Parecerían los bancos entidades de carácter benéfico, en lugar de empresas con ánimo de lucro, si se dedicaran a organizar sus empresas con el ánimo de perder dinero. Pero la cosa no es así, por eso reducen el número de sucursales, restringen el número de empleados y hacen que usuarios y clientes sean quienes hagan la mayor parte de las operaciones en sus cajeros o en Internet. Porque con todas esas medidas reducen gastos y así les cuadra mejor la cuenta de resultados. Algo similar hacen las multinacionales, los grandes almacenes, y los medianos, y los pequeños hasta donde pueden, y cualquier empresa que se precie; tratan de aprovechar cualquier sinergia, cualquier recodo que contribuya a mejorar su gestión y a pelear por sacar el ejercicio adelante. A ningún hipermercado se le ocurre montar otro, igual o parecido, en la acera de enfrente, para ofrecer los mismos productos, porque hacerse la competencia a sí mismo es algo que ya no hace ni aquel que dicen que asaba la manteca. Pero claro, es que los bancos, las empresas y la gente, en general, juegan con dinero propio, y por eso lo miran, lo remiran, y le dan cien vueltas antes de decidir cómo lo emplean. Cuando alguien monta un negocio ya sabe que tiene que competir contra intereses distintos a los suyos, que son los de otros empresarios, los de otros dueños; y aun así, a veces, se animan y montan un consorcio con ellos, o alguna "joint venture", o algo por estilo, y así salen todos ganando. Porque lo que priman no son los egos sino los resultados.

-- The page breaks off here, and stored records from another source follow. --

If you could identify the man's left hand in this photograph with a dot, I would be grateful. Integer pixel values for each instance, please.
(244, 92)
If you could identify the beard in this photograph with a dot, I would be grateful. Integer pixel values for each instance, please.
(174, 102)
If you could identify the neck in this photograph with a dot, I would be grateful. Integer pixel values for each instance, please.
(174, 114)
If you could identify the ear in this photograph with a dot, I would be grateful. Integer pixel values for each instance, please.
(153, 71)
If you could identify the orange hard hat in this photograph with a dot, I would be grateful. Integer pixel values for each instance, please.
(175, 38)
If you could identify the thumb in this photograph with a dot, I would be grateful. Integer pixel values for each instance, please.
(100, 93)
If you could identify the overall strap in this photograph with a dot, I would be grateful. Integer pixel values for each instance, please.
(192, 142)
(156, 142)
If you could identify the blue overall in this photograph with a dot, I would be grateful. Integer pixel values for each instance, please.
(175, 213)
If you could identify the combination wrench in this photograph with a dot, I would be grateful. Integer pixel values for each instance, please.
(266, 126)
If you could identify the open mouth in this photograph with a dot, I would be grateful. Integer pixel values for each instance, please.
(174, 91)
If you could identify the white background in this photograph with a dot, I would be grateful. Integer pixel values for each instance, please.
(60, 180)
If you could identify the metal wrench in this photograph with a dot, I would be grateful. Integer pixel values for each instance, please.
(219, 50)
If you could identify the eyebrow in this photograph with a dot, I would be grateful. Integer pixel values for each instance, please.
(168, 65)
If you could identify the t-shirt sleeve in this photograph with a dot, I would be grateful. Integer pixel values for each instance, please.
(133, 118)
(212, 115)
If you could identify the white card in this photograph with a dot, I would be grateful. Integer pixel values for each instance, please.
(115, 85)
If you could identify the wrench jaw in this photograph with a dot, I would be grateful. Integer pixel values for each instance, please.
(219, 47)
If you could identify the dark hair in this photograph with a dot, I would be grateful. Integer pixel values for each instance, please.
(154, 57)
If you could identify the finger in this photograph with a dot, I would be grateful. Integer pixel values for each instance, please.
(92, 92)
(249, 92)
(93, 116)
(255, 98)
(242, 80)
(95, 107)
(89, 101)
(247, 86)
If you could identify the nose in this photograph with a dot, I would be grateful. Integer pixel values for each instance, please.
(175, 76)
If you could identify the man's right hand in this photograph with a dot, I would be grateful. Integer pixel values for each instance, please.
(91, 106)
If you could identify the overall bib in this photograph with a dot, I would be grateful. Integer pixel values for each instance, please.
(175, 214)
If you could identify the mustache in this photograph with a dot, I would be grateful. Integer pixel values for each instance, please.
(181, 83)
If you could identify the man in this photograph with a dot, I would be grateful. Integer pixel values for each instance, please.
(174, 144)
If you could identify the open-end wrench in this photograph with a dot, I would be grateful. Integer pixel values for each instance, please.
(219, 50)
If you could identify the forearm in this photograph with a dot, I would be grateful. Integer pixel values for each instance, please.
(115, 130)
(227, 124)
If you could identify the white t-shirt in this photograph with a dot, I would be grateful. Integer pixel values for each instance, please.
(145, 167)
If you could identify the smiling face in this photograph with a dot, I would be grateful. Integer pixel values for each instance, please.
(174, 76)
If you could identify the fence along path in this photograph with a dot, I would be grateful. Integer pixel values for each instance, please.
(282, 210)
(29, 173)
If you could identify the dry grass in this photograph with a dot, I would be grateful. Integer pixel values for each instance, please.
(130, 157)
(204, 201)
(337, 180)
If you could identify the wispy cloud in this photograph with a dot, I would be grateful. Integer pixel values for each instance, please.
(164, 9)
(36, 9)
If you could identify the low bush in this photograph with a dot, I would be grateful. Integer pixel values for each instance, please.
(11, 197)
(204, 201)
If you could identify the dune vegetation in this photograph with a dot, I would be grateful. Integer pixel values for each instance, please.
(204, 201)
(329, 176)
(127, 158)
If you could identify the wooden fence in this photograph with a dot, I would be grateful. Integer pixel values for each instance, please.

Pero cuando se entra en el mundo de la política, todo se vuelve diferente: se buscan los votos, se practica la magnanimidad discriminada, se propicia aquello de que yo hago esto porque me sale de ahí, y además porque así lo contemplan las competencias que tengo transferidas. Y si el dinero resulta bien empleado, estupendo, y si no, que san Pedro se la bendiga. Si la gestión se hace bien se pone uno la medalla, y en caso contrario se le echa la culpa a la oposición y asunto concluido.

Analícese el sangrante caso que ha surgido ahora en Zamora. Resulta que tenemos un teatro funcionando, y otro que parece que también va a ponerse en marcha algún día de estos. Que ambos son de propiedad pública -gestionado por el Ayuntamiento uno y por la Diputación el otro- que ambos se van dedicar a fomentar la cultura, a ofrecer espectáculos y, en su caso, a organizar convenciones. Así pues, ambos son propiedad de los zamoranos, y para usos iguales o complementarios, pero las instituciones parecen verlos como competencia, porque si no, no se explicaría que vayan a gestionarlos cada uno a su aire, de manera independiente. Porque lo razonable sería hacer una gestión conjunta que redujera gastos y facilitara su planificación mejorando su complementariedad. Así podrían ahorrarse costos en función del tipo de espectáculo, de la cantidad de público que se prevé vaya a asistir a cada evento, y de jugar con la ventaja de una dirección única y unos equipos multidisciplinares compartidos en lo posible. Pero resulta que no, que el Teatro Principal al parecer es propiedad de IU y del PSOE y los zamoranos no nos habíamos enterado, y que el Ramos Carrión, de la misma manera, pertenece hasta el tuétano al PP. De manera que por lo que se lee y se escucha, cada uno va a hacer la guerra por su cuenta, a dilapidar los exiguos recursos con los que cuenta la capital y la provincia: en una palabra a malgestionar. Un descomedimiento más en una ciudad como la nuestra que cada año va a menos.

Parecen no ser capaces de ponerse de acuerdo en una cosa tan nimia como evidente, de manera que mejor no pensar qué es lo que podrán estar haciendo en otras cuestiones que debido a sus características no permiten ver sus raíces. Y es que lo que subyace en ambas instituciones no es sino una obsesión por el cortoplacismo y una enorme falta de generosidad.

Aún hay tiempo para el diálogo, para pensar en los intereses del conjunto de la ciudad y provincia, pero la verdad es que no hay que confiar demasiado en ello, pues las elecciones generales están a la vuelta de la esquina, y en plena efervescencia electoral los partidos gustan de disparar alegremente con pólvora ajena. Por mucho optimismo del que se disponga, cuesta llegar a creerse que quienes no han sido capaces de ponerse de acuerdo en rebajar el pastizal que nos van costar estas segundas elecciones -tras los cientos de millones dilapidados en las de diciembre, de manera tan despótica como displicente- vayan a ser capaces de ponerse de acuerdo.